The results for samples 4-7 (Table 2) demonstrate that when using a (P(CyHexyl) 3 ) 2 C RuCHPh catalyst, increasing the concentration of the gel modification additive PPh 3 increases the gel time (i.e., decreases the reaction rate). This is as expected: the catalyst used in samples 4-7 includes trihexylphosphine L and L 1 ligands and since exchanging these ligands for PPh 3 yields a less active catalyst, the added PPh 3 may only act to retard the reaction. These results also show that polymer articles molded with DCPD containing a gel modification additive possess superior heat deflection temperature properties as compared with an article molded with DCPD that does not contain a gel modification additive. The gel time, peak exotherm characteristics, and HDT test results are very similar for samples 8 and 6 (Table 2). Since these samples were prepared by similar methods except that in sample 8 a catalyst/gel modification additive/monomer concentrate was prepared and frozen overnight, this demonstrates that the catalyst may be inhibited for long periods of time and then be "reactivated" by heating.
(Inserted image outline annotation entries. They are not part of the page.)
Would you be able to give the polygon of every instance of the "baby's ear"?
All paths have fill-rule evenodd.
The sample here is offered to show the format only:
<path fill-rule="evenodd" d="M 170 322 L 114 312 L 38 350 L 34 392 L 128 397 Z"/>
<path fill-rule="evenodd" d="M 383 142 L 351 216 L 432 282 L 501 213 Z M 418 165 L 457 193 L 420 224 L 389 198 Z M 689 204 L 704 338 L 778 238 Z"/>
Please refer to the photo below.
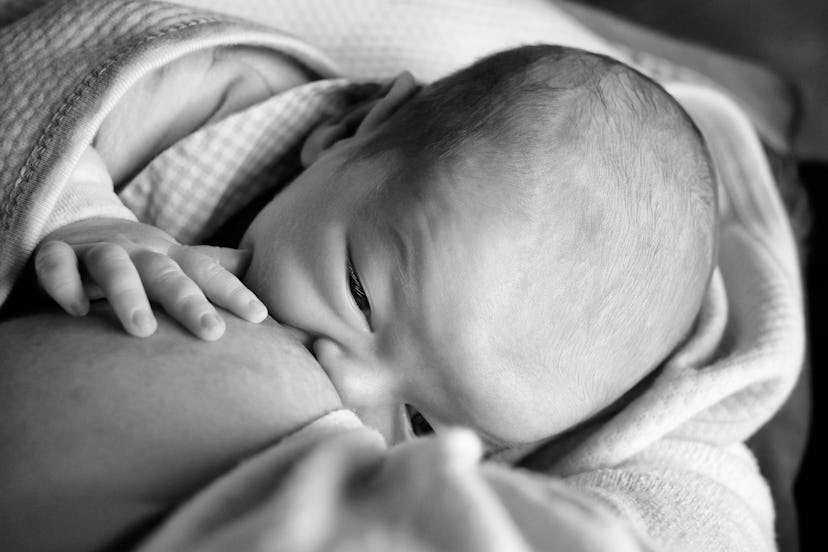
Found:
<path fill-rule="evenodd" d="M 380 88 L 374 97 L 358 104 L 341 119 L 321 123 L 302 146 L 302 166 L 309 167 L 341 141 L 374 131 L 419 89 L 411 73 L 403 71 Z"/>

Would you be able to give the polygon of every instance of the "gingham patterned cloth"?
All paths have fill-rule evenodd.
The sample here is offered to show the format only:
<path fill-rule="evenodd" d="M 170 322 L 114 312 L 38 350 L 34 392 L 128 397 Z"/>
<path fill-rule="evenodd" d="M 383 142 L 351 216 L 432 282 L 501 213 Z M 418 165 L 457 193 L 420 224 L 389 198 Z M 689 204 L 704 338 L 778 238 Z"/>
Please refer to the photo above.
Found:
<path fill-rule="evenodd" d="M 332 79 L 283 92 L 178 141 L 119 197 L 140 221 L 199 243 L 265 190 L 287 184 L 308 131 L 369 89 Z"/>
<path fill-rule="evenodd" d="M 187 1 L 271 25 L 290 23 L 283 28 L 329 54 L 338 49 L 335 60 L 349 75 L 376 71 L 384 78 L 410 68 L 429 80 L 480 55 L 539 40 L 607 48 L 541 0 Z M 72 0 L 48 11 L 51 19 L 40 21 L 35 12 L 34 19 L 0 33 L 0 51 L 18 56 L 0 57 L 0 75 L 7 70 L 19 77 L 4 83 L 6 94 L 0 95 L 8 131 L 0 137 L 8 152 L 0 157 L 5 207 L 0 229 L 10 231 L 8 241 L 4 234 L 0 243 L 5 263 L 0 283 L 19 274 L 21 259 L 42 235 L 43 218 L 61 192 L 60 179 L 125 86 L 152 63 L 168 62 L 169 48 L 234 36 L 272 45 L 276 34 L 162 3 L 117 3 L 129 6 L 126 12 L 112 8 L 115 4 Z M 280 10 L 287 7 L 294 11 Z M 162 30 L 167 34 L 159 35 Z M 233 34 L 237 31 L 241 34 Z M 157 36 L 164 43 L 148 41 Z M 578 44 L 578 37 L 584 42 Z M 39 51 L 54 54 L 57 39 L 69 48 L 64 57 Z M 96 48 L 119 54 L 103 58 L 113 60 L 109 65 L 96 65 L 102 59 Z M 434 64 L 430 73 L 418 69 L 429 63 Z M 84 80 L 90 71 L 95 78 Z M 65 82 L 70 77 L 76 80 Z M 202 129 L 162 154 L 122 191 L 122 199 L 145 220 L 183 241 L 198 241 L 257 190 L 283 184 L 279 180 L 289 171 L 288 165 L 273 165 L 279 152 L 293 151 L 320 117 L 342 109 L 336 96 L 346 89 L 343 81 L 311 83 Z M 562 449 L 541 447 L 533 467 L 610 505 L 653 549 L 772 550 L 773 505 L 743 441 L 775 412 L 801 366 L 804 321 L 796 249 L 761 144 L 743 111 L 710 87 L 671 90 L 715 144 L 726 198 L 720 270 L 706 310 L 697 333 L 646 393 Z M 173 191 L 185 187 L 185 195 Z"/>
The results for samples 13-15 (Table 3) demonstrate that when using a (P(CyHexyl) 3 ) 2 Cl 2 RuCHPh catalyst, increasing the concentration of the gel modification additive P(cyclopentyl) 3 increases the gel time (i.e., decreases the reaction rate). This demonstrates that the gel modification additive may decrease the reaction rate by competing with the monomer for the open coordination site.
The results for samples 16 and 17 (Table 3) further demonstrate that increasing the concentration of the gel modification additive increases the gel time (i.e., decreases the reaction rate). In this case, the gel modification additive is the same as the L and L' ligands (both tricyclohexylphosphine). Since the gel modification additive and the L and L 1 ligands are the same, ligand exchange cannot effect the rate of reaction and we expect the additive to retard the reaction by competing with the monomer for the open coordination site.
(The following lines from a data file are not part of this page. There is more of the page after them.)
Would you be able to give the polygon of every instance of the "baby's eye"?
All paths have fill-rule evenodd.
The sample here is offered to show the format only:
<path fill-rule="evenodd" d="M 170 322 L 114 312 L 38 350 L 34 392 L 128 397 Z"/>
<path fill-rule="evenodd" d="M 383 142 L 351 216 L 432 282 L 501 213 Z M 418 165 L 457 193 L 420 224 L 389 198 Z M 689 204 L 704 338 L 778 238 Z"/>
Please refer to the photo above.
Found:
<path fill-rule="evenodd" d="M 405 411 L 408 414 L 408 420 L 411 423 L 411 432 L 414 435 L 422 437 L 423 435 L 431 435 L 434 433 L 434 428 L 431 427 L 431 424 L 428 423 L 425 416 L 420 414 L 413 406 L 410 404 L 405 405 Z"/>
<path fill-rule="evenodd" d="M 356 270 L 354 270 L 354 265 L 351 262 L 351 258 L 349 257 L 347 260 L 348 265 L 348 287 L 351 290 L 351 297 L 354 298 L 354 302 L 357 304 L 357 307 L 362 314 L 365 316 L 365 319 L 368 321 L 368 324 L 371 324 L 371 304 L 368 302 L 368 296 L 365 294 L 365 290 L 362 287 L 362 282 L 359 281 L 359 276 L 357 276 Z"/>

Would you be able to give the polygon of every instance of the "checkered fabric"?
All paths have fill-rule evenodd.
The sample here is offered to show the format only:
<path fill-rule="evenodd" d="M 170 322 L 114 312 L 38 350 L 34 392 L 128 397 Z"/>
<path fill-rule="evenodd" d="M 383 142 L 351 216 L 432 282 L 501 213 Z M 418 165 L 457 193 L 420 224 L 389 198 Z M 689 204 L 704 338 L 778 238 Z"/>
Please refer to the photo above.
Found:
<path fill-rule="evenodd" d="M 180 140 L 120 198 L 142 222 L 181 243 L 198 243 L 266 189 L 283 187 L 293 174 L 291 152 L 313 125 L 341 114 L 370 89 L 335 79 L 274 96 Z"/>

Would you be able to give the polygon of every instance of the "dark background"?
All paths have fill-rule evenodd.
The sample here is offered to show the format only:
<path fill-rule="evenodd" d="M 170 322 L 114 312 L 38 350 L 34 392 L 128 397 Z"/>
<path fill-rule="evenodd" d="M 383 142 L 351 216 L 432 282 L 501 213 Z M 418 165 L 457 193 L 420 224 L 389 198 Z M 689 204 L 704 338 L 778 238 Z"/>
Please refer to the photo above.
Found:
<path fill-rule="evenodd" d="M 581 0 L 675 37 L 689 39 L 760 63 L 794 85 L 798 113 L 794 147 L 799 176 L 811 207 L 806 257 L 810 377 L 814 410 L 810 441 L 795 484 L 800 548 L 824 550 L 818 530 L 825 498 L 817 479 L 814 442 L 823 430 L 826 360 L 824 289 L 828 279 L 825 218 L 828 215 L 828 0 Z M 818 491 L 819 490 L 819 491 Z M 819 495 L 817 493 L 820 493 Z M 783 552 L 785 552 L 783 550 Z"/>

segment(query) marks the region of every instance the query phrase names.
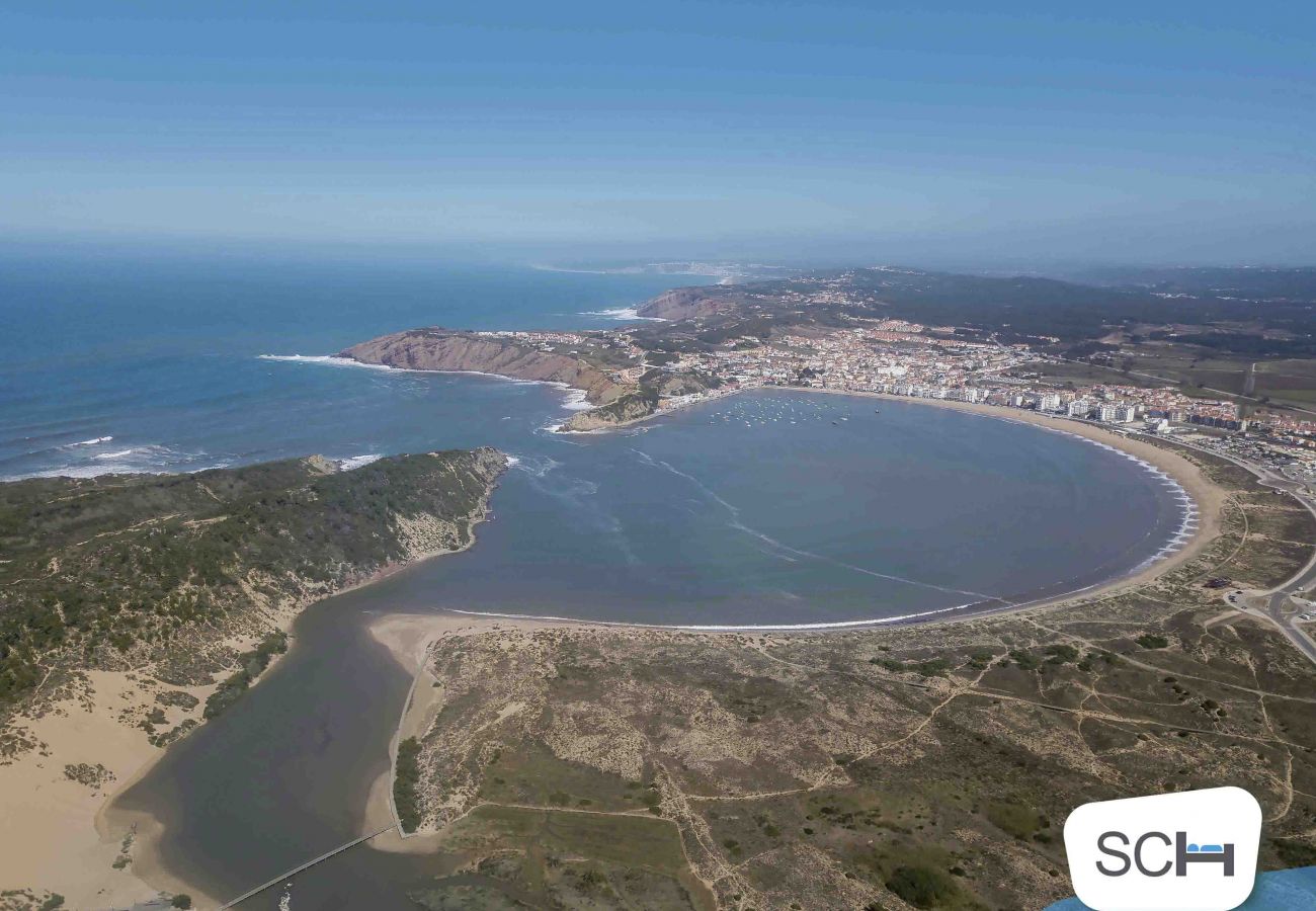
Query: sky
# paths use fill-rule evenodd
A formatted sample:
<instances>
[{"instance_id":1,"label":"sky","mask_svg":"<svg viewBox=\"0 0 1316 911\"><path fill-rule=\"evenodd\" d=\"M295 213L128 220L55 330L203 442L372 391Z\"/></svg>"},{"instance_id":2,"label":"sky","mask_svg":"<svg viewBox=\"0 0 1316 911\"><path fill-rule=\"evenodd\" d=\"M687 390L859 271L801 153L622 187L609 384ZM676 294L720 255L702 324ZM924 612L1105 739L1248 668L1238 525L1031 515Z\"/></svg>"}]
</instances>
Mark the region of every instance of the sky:
<instances>
[{"instance_id":1,"label":"sky","mask_svg":"<svg viewBox=\"0 0 1316 911\"><path fill-rule=\"evenodd\" d=\"M0 9L0 241L1311 263L1269 3Z\"/></svg>"}]
</instances>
Finally, the results for samples 29-33 (Table 3) demonstrate that when using a (PPh 3 ) 2 Cl 2 Ru(=CHCH=CMe 2 ) catalyst, adding either P(cyclopentyl) 3 or
P(cyclohexyl) 3 as a gel modification additive decreases the gel time (i.e., increases the reaction rate) compared to the gel time for the reaction with no additive (sample 32). This result is as expected since the catalyst with P(cyclopentyl) 3 or P(cyclopentyl) 3 L and L 1 ligands is more active than that with PPh 3 ligands.